# Calculate elasticity of rubber balloon

1. Aug 4, 2015

### AlexMentink

For a Biomedical Engineering project I have to develop a model for the respiratory system of a neonate. This will be done by using pressure/volume data of the lungs. To model these, I would like to use a rubber balloon. However the calculation are more difficult than I thought.. (Especially because rubber behaves non-linear and with a hysteresis effect, I will ignore these effects) As assumptions I used the fact that the balloon is perfectly spherical, behaves linearly and the strain is dependent on the radius relative to the original radius (R0).

Could anyone help me?

Thanks!

2. Aug 4, 2015

### Staff: Mentor

Well, for one thing, E = σ/ε. And, you are aware the p in your equation is the inside pressure minus the outside pressure, correct?

Chet

3. Aug 4, 2015

### AlexMentink

Ah of course, thanks for noticing..

Yes the p should be the difference in pressure. Should the formula be correct now?

4. Aug 4, 2015

### nasu

You don't have proportionality with V^(-1/3).

By the way, E and p have the same dimensions and can be measured in the same units (Pa or N/m^2).

What is t? The thickness of the membrane?

5. Aug 4, 2015

### AlexMentink

Hmm ok, the thing is I have a linear relationship between the lung volume and pressure, therefore I would like to use V/p or p/V in the equation to solve for E.

I don't have any idea how to extract p/V or V/p from this relation..

t is indeed the thickness of the membrane

6. Aug 4, 2015

### nasu

You could call that ratio "x" and express p as x*V in the equation.
Then solve for this x.

Or just solve for p and then divide the result by V. It will depend on volume as well as the parameters of the balloon.

7. Aug 4, 2015

### Staff: Mentor

The relationship may be linear, but it is not a direct proportion (at least not in the case of your lungs). When the pressure difference goes to zero, your lung volume does not go to zero. In the case of a balloon, when the pressure difference goes to zero, the volume of the balloon does go to zero. So maybe a balloon is not such a good quantitative model of a lung.

Chet

8. Aug 4, 2015

### Nidum

Volumetric expansion of a balloon with pressure can never be very linear over large ranges

Membrane thickness will reduce considerably for non trivial volumetric expansions .

Maybe something more like a cylinder and piston with a spring ?

Or a cylindrical bellows with a spring ?

9. Aug 4, 2015

### AlexMentink

The thing is that I'm building a box as a model for the respiratory system including diaphragm and abdomen stiffness. In most surgeries CO2 is inflated in either the thorax or abdomen to make room for using the instruments. The box should model the relationships between lungs, diaphragm and abdomen stiffness.

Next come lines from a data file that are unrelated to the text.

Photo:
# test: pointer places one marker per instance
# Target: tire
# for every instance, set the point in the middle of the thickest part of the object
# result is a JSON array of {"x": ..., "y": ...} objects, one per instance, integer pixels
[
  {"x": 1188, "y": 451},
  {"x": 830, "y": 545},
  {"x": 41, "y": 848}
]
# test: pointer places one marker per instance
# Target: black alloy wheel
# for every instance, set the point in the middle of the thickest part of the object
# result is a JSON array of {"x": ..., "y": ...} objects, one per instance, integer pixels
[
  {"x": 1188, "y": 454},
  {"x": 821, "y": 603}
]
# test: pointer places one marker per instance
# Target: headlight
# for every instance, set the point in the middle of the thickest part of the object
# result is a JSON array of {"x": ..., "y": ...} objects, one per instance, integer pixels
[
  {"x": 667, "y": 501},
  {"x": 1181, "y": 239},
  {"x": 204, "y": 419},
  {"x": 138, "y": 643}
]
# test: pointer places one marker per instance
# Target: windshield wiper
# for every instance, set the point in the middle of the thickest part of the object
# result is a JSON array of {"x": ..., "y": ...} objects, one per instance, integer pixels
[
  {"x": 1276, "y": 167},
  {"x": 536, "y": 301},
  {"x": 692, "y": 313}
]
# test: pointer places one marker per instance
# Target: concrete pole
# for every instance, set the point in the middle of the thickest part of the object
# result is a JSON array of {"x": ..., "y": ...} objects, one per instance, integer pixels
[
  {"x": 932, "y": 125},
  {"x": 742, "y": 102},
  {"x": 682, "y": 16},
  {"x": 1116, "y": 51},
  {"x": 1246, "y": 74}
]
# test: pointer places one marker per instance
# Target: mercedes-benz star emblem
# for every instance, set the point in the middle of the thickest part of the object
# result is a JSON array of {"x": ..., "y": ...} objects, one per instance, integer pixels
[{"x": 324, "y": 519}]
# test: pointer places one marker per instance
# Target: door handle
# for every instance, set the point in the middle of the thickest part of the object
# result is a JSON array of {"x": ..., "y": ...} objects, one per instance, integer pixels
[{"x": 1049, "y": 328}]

During all real procedures, a minimum pressure is inflated into the lungs, to make sure they don't stick together. Therefore in this model, the balloon will be kept at a minimal pressure and will have a minimal volume.

Finally, the lung pressure/volume relationship is not really linear, but in the form of y=ax^2-bx. The problem is that I don't know how to setup a nonlinear mathematical relationship using the material properties of a rubber balloon. Does anyone know what the general formula is for calculating the elasticity of rubber (non linear)?

10. Aug 4, 2015

### nasu

The elasticity of rubber is given, it is a material property.
It may depend on the strain in the material (this will make the material non-linear).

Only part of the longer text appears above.